The Invention of Party Politics
Author | : Gerald Leonard |
Publisher | : Univ of North Carolina Press |
Total Pages | : 341 |
Release | : 2003-10-15 |
ISBN-13 | : 9780807861318 |
ISBN-10 | : 0807861316 |
Rating | : 4/5 (16 Downloads) |
Download or read book The Invention of Party Politics written by Gerald Leonard and published by Univ of North Carolina Press. This book was released on 2003-10-15 with total page 341 pages. Available in PDF, EPUB and Kindle. Book excerpt: This ambitious work uncovers the constitutional foundations of that most essential institution of modern democracy, the political party.
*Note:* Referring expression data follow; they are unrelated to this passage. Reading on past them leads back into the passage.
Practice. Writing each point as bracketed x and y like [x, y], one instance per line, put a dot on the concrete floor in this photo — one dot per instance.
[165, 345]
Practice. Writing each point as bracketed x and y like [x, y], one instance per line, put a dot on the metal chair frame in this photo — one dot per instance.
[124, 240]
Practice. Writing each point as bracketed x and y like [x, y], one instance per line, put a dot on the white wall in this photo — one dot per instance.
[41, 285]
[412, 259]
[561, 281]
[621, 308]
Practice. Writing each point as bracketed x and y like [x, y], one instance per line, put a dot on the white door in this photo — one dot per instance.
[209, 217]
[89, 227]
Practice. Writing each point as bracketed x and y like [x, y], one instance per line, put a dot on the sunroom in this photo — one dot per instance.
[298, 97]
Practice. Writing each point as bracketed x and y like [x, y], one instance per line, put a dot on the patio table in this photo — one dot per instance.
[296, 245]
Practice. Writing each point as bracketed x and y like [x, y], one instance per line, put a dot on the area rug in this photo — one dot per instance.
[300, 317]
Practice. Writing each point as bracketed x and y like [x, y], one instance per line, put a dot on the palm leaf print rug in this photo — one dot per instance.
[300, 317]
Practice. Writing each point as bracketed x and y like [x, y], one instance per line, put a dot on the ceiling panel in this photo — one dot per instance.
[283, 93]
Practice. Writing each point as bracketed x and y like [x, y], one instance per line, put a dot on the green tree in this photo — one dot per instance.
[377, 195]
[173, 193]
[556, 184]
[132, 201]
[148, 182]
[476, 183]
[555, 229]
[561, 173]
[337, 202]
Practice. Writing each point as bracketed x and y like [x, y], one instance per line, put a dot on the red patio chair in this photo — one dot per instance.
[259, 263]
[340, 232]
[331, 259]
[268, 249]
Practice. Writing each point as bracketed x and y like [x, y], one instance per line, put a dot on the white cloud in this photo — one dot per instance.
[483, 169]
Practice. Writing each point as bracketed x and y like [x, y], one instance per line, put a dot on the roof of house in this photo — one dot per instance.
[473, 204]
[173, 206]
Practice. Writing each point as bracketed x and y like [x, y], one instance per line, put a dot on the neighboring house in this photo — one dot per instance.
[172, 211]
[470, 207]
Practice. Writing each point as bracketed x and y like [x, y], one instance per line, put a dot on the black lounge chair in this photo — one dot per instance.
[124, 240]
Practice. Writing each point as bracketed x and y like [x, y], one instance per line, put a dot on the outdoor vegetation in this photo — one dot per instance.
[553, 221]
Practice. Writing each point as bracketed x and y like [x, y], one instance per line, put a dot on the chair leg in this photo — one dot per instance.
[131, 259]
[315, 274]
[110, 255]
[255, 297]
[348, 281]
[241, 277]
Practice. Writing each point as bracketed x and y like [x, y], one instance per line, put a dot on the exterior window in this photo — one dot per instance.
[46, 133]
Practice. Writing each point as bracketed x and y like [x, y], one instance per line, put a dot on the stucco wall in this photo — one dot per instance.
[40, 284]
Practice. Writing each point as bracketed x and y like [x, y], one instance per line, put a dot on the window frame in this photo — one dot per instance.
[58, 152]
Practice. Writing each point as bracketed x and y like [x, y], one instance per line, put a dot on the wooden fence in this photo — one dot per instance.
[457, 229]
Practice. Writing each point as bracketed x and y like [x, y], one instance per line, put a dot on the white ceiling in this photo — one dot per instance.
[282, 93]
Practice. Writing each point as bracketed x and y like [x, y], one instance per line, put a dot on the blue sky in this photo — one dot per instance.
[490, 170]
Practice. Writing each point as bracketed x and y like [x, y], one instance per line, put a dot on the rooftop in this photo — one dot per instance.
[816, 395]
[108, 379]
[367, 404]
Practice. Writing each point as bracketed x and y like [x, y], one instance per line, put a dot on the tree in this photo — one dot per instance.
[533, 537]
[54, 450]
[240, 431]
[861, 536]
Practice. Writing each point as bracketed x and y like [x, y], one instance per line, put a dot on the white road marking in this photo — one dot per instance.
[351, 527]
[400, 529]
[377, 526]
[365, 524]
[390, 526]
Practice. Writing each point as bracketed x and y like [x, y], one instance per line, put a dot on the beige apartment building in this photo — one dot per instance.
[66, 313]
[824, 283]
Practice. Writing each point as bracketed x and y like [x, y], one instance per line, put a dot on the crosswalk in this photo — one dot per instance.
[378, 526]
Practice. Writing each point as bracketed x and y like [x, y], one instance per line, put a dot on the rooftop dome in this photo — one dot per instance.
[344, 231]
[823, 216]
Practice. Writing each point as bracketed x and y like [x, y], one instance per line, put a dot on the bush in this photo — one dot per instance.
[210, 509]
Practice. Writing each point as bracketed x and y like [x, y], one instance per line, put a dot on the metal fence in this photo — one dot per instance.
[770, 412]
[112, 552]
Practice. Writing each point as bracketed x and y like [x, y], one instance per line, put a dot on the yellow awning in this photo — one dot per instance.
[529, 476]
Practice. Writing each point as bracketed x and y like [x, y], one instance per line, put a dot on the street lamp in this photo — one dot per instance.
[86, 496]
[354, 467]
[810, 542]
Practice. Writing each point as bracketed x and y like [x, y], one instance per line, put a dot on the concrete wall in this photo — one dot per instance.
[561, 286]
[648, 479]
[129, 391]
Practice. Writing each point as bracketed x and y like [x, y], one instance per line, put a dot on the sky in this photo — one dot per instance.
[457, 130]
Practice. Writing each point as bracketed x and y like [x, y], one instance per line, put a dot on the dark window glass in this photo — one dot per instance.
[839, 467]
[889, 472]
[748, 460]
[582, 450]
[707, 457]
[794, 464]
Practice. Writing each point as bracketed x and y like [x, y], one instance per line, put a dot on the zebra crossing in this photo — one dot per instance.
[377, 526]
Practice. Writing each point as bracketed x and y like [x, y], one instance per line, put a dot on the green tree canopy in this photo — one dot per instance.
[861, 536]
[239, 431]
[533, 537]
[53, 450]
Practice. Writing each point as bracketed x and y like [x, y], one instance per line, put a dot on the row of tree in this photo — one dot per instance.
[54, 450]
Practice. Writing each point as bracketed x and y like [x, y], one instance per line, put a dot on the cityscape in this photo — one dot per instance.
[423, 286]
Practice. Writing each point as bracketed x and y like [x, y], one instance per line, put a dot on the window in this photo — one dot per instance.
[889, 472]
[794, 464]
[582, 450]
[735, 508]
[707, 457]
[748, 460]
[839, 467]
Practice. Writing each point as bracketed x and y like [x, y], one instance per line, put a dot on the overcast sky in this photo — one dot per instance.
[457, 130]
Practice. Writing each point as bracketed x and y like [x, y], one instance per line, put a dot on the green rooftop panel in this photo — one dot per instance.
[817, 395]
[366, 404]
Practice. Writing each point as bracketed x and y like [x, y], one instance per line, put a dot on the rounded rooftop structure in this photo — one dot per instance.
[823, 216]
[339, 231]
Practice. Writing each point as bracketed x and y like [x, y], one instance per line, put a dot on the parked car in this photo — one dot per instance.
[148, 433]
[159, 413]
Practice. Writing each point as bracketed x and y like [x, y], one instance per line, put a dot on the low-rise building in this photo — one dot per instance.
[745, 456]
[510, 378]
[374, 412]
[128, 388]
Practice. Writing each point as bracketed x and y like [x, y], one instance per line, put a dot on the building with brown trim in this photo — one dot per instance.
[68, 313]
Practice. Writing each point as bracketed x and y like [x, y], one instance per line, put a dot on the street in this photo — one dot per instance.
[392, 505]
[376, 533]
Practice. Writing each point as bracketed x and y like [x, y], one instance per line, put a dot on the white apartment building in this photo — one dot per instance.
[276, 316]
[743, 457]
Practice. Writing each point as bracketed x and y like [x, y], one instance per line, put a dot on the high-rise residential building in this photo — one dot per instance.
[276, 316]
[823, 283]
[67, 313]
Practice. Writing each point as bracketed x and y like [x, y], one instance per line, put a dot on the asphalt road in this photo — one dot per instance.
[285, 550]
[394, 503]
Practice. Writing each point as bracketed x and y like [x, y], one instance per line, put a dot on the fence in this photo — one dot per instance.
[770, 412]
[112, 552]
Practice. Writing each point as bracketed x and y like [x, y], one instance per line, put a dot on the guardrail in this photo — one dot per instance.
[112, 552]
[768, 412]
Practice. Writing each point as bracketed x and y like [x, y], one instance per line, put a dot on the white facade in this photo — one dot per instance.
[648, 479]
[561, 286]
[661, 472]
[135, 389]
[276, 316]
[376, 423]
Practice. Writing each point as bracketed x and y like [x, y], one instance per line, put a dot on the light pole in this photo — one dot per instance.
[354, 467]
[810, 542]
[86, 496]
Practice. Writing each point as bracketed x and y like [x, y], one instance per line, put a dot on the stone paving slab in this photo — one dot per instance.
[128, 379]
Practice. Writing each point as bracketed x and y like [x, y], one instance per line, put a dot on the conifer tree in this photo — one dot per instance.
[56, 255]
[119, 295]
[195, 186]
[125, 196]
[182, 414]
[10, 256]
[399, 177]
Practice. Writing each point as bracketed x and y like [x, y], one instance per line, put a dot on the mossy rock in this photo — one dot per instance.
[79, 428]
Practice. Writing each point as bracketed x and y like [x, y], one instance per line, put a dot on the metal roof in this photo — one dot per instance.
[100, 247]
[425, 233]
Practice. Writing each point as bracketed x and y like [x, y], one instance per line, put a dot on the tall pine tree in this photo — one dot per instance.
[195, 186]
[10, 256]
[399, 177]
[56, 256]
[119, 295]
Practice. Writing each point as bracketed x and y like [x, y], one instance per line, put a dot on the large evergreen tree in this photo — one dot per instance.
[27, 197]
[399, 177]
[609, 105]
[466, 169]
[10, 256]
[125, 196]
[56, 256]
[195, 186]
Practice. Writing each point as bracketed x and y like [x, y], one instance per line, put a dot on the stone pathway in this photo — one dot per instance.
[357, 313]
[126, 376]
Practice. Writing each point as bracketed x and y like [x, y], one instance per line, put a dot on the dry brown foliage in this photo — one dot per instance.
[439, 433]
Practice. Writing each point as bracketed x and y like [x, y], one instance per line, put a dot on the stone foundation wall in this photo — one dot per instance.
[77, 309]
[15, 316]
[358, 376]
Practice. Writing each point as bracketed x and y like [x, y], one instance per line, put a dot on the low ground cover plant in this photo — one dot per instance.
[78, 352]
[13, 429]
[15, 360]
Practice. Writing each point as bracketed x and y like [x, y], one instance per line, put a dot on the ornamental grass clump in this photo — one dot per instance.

Taking on Richard Hofstadter's classic The Idea of a Party System, it rejects the standard view that Martin Van Buren and other Jacksonian politicians had the idea of a modern party system in mind when they built the original Democratic party. Grounded in an original retelling of Illinois politics of the 1820s and 1830s, the book also includes chapters that connect the state-level narrative to national history, from the birth of the Constitution to the Dred Scott case. In this reinterpretation, Jacksonian party-builders no longer anticipate twentieth-century political assumptions but draw on eighteenth-century constitutional theory to justify a party division between "the democracy" and "the aristocracy." Illinois is no longer a frontier latecomer to democratic party organization but a laboratory in which politicians use Van Buren's version of the Constitution, states' rights, and popular sovereignty to reeducate a people who had traditionally opposed party organization. The modern two-party system is no longer firmly in place by 1840. Instead, the system remains captive to the constitutional commitments on which the Democrats and Whigs founded themselves, even as the specter of sectional crisis haunts the parties' constitutional visions.